Israel fears Sudan unrest could end prospects of peace treaty
Israel is using its relationships with the generals leading the Sudanese military and paramilitary Rapid Support Forces (RSF) group to urge them to immediately end the fighting that has left more than 270 people dead, three Israeli officials said.
Why it matters: Israel's normalization process with Sudan in the last three years and the relationships it built with both Army chief Gen. Abdel Fattah al-Burhan and RSF leader Gen. Mohamed Hamdan Dagalo, known as Hemedti, put it in a unique position to try to influence the two warring generals.
- Israel also has motivation. Israeli officials told me they are highly concerned that the current fighting will devastate the country, prevent the formation of a civilian government, and end any prospects for a peace agreement between Israel and Sudan.
Catch up quick: Sudan was part of the Trump-brokered Abraham Accords between Israel and several Arab countries in 2020.
- But the military takeover of Sudan a year later led to the suspension of U.S. aid and the freezing of the normalization process between Israel and Sudan.
Behind the scenes: The Israeli Foreign Ministry in recent years has been engaging with al-Burhan on the normalization process, and the Mossad intelligence agency has been engaging with Hemedti on security and counterterrorism issues, Israeli officials said.
- Before the fighting began, Israeli officials said they were closely following the talks in Sudan about the framework agreement that was supposed to lead to the appointment of a civilian-led government.
- When Israeli Foreign Minister Eli Cohen visited Khartoum in February, he urged al-Burhan to move forward with giving power back to a civilian government and made it clear that it will be difficult to reach a peace treaty without it.
A senior Israeli official said that last week the Israeli government was sure that an agreement on appointing a civilian government was coming in days, if not hours, and was frustrated when the deal fell apart and the fighting began over the weekend.
- Israeli officials said that the White House and State Department on Sunday urged Israel to help in pressing the two warring generals to agree to a cease-fire. Israeli Foreign Ministry officials spoke to al-Burhan’s side, while officials from Mossad spoke to the Hemedti side and urged both to de-escalate.
What they are saying: "We are following with concern the events in Sudan. Israel wants stability and security for Sudan," an Israeli Foreign Ministry spokesperson said.
- "Israel calls on all parties to refrain from violence and to return to the path of internal reconciliation, in order to conclude the process of governmental transition with a large consensus."
The big picture: Israel is just one of several countries that have interests in Sudan and have been involved in the political situation in the northeast African country African country, including in the current crisis.
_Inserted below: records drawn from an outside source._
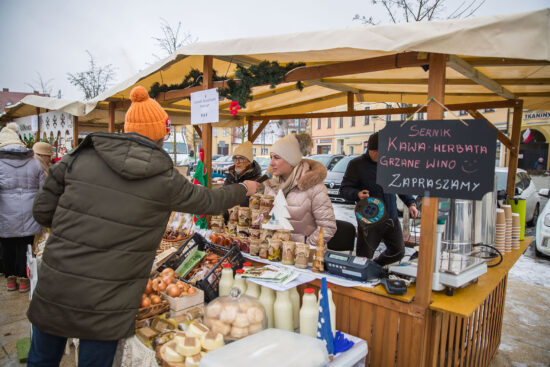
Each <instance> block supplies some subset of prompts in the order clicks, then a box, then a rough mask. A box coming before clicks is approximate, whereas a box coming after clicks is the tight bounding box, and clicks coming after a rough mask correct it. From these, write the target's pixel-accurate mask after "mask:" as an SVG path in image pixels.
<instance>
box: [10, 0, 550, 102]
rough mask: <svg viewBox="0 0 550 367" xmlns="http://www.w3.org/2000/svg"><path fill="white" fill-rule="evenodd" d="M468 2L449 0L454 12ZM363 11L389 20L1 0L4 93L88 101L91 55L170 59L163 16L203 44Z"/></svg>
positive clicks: (336, 14)
mask: <svg viewBox="0 0 550 367" xmlns="http://www.w3.org/2000/svg"><path fill="white" fill-rule="evenodd" d="M462 1H463V0H449V1H448V7H449V8H452V7H453V5H454V4H460V3H461V2H462ZM545 7H550V0H520V1H518V0H486V2H485V4H484V5H483V6H482V7H481V8H480V9H479V11H478V12H477V13H476V16H486V15H493V14H508V13H517V12H523V11H530V10H536V9H541V8H545ZM355 14H360V15H366V16H374V17H376V18H378V19H381V20H383V19H384V16H385V14H384V13H383V11H382V9H381V8H380V7H378V6H373V5H372V1H371V0H278V1H265V0H233V1H221V0H202V1H201V0H194V1H189V0H179V1H175V0H161V1H159V0H157V1H135V0H134V1H126V0H124V1H123V0H92V1H83V0H72V1H69V0H66V1H62V0H0V44H1V51H0V88H9V89H10V91H17V92H31V91H32V90H31V88H30V87H29V86H28V85H26V83H29V84H33V85H36V86H38V85H39V83H38V82H37V81H38V77H37V73H40V74H41V75H42V78H43V80H44V81H47V80H50V79H53V80H52V81H51V83H50V85H51V86H52V87H53V88H54V90H55V91H57V89H61V91H62V94H63V98H65V99H81V98H82V95H81V93H80V92H79V91H78V90H77V89H76V88H75V87H73V86H72V85H70V84H69V82H68V81H67V73H68V72H71V73H75V72H79V71H84V70H86V69H87V67H88V56H87V54H86V52H85V51H86V50H89V51H90V52H91V53H92V54H93V55H94V56H95V58H96V61H97V62H98V63H99V64H100V65H105V64H112V65H113V66H114V67H115V68H116V82H120V81H122V80H124V79H126V78H128V77H130V76H131V75H133V74H135V73H137V72H138V71H140V70H142V69H143V68H145V67H146V66H147V65H148V64H150V63H153V62H154V61H156V59H155V57H154V56H153V54H157V55H159V56H165V55H163V53H162V51H161V50H160V48H159V47H158V45H157V44H156V41H155V40H154V39H153V38H152V37H154V36H157V37H160V36H161V28H160V25H161V18H164V19H166V20H167V21H168V23H169V24H171V25H176V24H177V23H178V21H181V22H182V26H183V30H184V31H186V32H189V33H191V34H192V35H193V37H194V38H198V40H199V41H212V40H220V39H232V38H241V37H253V36H265V35H273V34H283V33H292V32H301V31H311V30H319V29H335V28H352V27H360V26H362V25H361V23H360V22H358V21H353V20H352V19H353V16H354V15H355Z"/></svg>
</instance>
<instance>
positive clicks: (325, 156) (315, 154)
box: [307, 154, 345, 171]
mask: <svg viewBox="0 0 550 367" xmlns="http://www.w3.org/2000/svg"><path fill="white" fill-rule="evenodd" d="M344 157H345V155H343V154H314V155H310V156H309V157H307V158H308V159H313V160H315V161H317V162H321V163H322V164H324V165H325V167H326V168H327V171H330V170H331V169H332V168H333V167H334V165H335V164H336V163H338V162H339V161H340V160H341V159H342V158H344Z"/></svg>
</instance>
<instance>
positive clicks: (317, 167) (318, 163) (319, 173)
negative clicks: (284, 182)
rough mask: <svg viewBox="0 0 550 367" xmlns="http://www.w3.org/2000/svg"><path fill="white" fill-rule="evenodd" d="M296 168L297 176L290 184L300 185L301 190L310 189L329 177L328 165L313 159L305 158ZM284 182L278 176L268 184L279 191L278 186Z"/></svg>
mask: <svg viewBox="0 0 550 367" xmlns="http://www.w3.org/2000/svg"><path fill="white" fill-rule="evenodd" d="M294 169H295V170H296V177H295V178H294V181H293V182H292V184H291V185H290V186H291V187H295V186H298V189H299V190H301V191H305V190H309V189H310V188H312V187H313V186H315V185H317V184H319V183H323V181H324V180H325V178H326V177H327V169H326V167H325V166H324V165H323V164H322V163H319V162H317V161H314V160H313V159H307V158H303V159H302V160H301V161H300V163H299V164H298V165H297V166H296V167H294ZM283 184H284V182H282V181H281V179H280V177H278V176H275V177H273V178H272V179H271V180H269V181H267V182H266V185H268V186H270V187H272V188H274V189H275V191H278V190H277V186H281V185H283Z"/></svg>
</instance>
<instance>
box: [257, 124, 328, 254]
mask: <svg viewBox="0 0 550 367" xmlns="http://www.w3.org/2000/svg"><path fill="white" fill-rule="evenodd" d="M311 146H312V141H311V136H310V135H309V134H307V133H302V134H291V135H288V136H285V137H284V138H282V139H279V140H277V141H276V142H275V144H273V146H272V148H271V163H270V164H269V165H270V167H271V169H272V172H273V178H272V179H271V180H268V181H266V182H265V191H264V193H265V194H268V195H273V196H275V195H277V193H278V192H279V190H283V194H284V195H285V198H286V201H287V204H288V206H287V208H288V212H289V213H290V219H289V221H290V224H292V227H294V230H293V231H292V235H291V238H292V240H293V241H298V242H305V243H307V244H309V245H315V244H316V243H317V237H318V235H319V230H320V229H321V227H323V228H324V229H325V230H324V231H325V238H324V241H325V244H326V243H327V242H328V241H329V240H330V239H331V238H332V236H334V232H336V220H335V217H334V209H333V208H332V203H331V202H330V198H329V197H328V193H327V188H326V187H325V185H324V184H323V181H324V179H325V177H326V176H327V169H326V168H325V166H324V165H322V164H321V163H319V162H317V161H314V160H311V159H306V158H304V155H307V154H309V152H310V150H311Z"/></svg>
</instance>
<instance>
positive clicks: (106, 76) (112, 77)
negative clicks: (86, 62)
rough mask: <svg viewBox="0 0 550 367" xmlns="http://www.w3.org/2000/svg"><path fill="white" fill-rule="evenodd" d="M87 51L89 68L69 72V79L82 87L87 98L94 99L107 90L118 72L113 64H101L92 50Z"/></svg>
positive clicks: (69, 81)
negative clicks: (109, 84)
mask: <svg viewBox="0 0 550 367" xmlns="http://www.w3.org/2000/svg"><path fill="white" fill-rule="evenodd" d="M86 53H87V54H88V56H89V57H90V61H89V65H88V70H85V71H80V72H78V73H74V74H72V73H67V79H68V80H69V82H70V83H71V84H72V85H74V86H75V87H77V88H78V89H80V91H81V92H82V93H83V94H84V98H85V99H92V98H94V97H96V96H98V95H99V94H101V93H103V92H105V90H107V88H108V87H109V83H110V82H111V81H113V80H114V78H115V75H116V74H115V69H114V67H113V65H111V64H107V65H103V66H100V65H98V64H97V62H96V60H95V58H94V57H93V56H92V54H91V53H90V51H88V50H86Z"/></svg>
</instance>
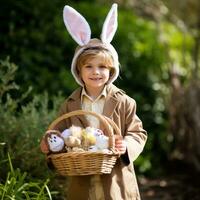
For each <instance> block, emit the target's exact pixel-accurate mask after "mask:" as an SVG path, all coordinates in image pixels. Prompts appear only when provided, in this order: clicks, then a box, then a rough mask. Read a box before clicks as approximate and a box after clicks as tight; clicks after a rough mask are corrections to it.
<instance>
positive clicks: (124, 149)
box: [115, 135, 126, 154]
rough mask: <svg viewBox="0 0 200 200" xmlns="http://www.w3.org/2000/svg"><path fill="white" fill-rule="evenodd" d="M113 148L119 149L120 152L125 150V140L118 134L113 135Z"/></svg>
mask: <svg viewBox="0 0 200 200" xmlns="http://www.w3.org/2000/svg"><path fill="white" fill-rule="evenodd" d="M115 148H116V149H117V150H118V151H119V153H120V154H125V152H126V142H125V141H124V140H123V137H122V136H120V135H115Z"/></svg>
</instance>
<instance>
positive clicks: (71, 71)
mask: <svg viewBox="0 0 200 200" xmlns="http://www.w3.org/2000/svg"><path fill="white" fill-rule="evenodd" d="M63 19H64V23H65V26H66V28H67V30H68V32H69V34H70V35H71V36H72V38H73V39H74V40H75V41H76V43H77V44H78V45H79V47H78V49H77V50H76V52H75V54H74V57H73V60H72V65H71V72H72V75H73V76H74V78H75V80H76V81H77V83H78V84H79V85H81V86H83V82H82V80H81V78H80V77H79V75H78V73H77V69H76V63H77V58H78V56H79V55H80V54H81V53H82V52H83V51H84V50H85V49H88V48H94V47H102V48H104V49H107V50H108V51H110V53H111V55H112V57H113V61H114V69H115V70H114V73H113V74H112V76H111V77H110V79H109V81H108V83H112V82H113V81H115V80H116V79H117V77H118V75H119V61H118V54H117V52H116V50H115V49H114V47H113V46H112V45H111V44H110V42H111V41H112V39H113V37H114V35H115V32H116V30H117V4H113V5H112V7H111V9H110V11H109V13H108V15H107V17H106V19H105V21H104V24H103V28H102V33H101V36H100V40H99V39H91V29H90V26H89V24H88V22H87V21H86V19H85V18H84V17H83V16H82V15H81V14H80V13H78V12H77V11H76V10H75V9H74V8H72V7H70V6H67V5H66V6H65V7H64V10H63Z"/></svg>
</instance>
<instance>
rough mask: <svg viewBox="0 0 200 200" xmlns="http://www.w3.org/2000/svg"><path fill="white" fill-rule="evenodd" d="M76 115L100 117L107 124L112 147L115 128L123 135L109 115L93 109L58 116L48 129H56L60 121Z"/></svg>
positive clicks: (98, 117) (104, 124) (102, 123)
mask: <svg viewBox="0 0 200 200" xmlns="http://www.w3.org/2000/svg"><path fill="white" fill-rule="evenodd" d="M76 115H92V116H94V117H96V118H98V119H99V121H100V122H102V124H103V125H104V126H105V129H106V131H107V133H108V136H109V146H110V148H114V137H113V135H114V134H113V129H114V131H115V133H116V135H121V133H120V129H119V128H118V126H117V125H116V124H115V123H114V122H113V121H112V120H111V119H110V118H108V117H106V116H104V115H100V114H98V113H95V112H91V111H86V110H75V111H72V112H69V113H66V114H64V115H61V116H60V117H58V118H57V119H55V120H54V121H53V122H52V123H51V124H50V125H49V127H48V130H52V129H54V127H55V126H56V125H57V124H58V123H60V122H61V121H62V120H64V119H67V118H70V117H73V116H76Z"/></svg>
- Saudi Arabia, the United Arab Emirates and Egypt are deeply involved in Sudan. Hemedti accused Egypt of colluding with al-Burhan and sending fighter jets and soldiers to help the Sudanese military. Egypt denied the allegations and said its forces were in Sudan for a joint military exercise.
- Saudi Arabia and the UAE have been a destination for many Sudanese political leaders in recent years. Both countries are also part of the “Quad for Sudan” group, which includes the U.S. and U.K. as well.
- Other countries and international organizations, including Norway, the UN and the African Union are also involved in the situation in Sudan.
- Russia also has interests in Sudan. According to several reports, the Wagner mercenary group is involved in gold mines in the country. A day before the Russian invasion of Ukraine, Hemedti visited Moscow and met Russian officials.
What to watch: The Israeli official decision was not to take sides in the crisis and not get involved in any mediation efforts other than urging a cease-fire, the three Israeli officials said.
- But the officials added that they think the best way to stop the fighting is for the African Union and several of Sudan’s neighbors to urgently send a delegation to Khartoum and start diplomatic talks and give guarantees to both sides that will convince them to stop fighting.
Editor's note: This story has been corrected to reflect Sudan is in northeastern Africa (not West Africa).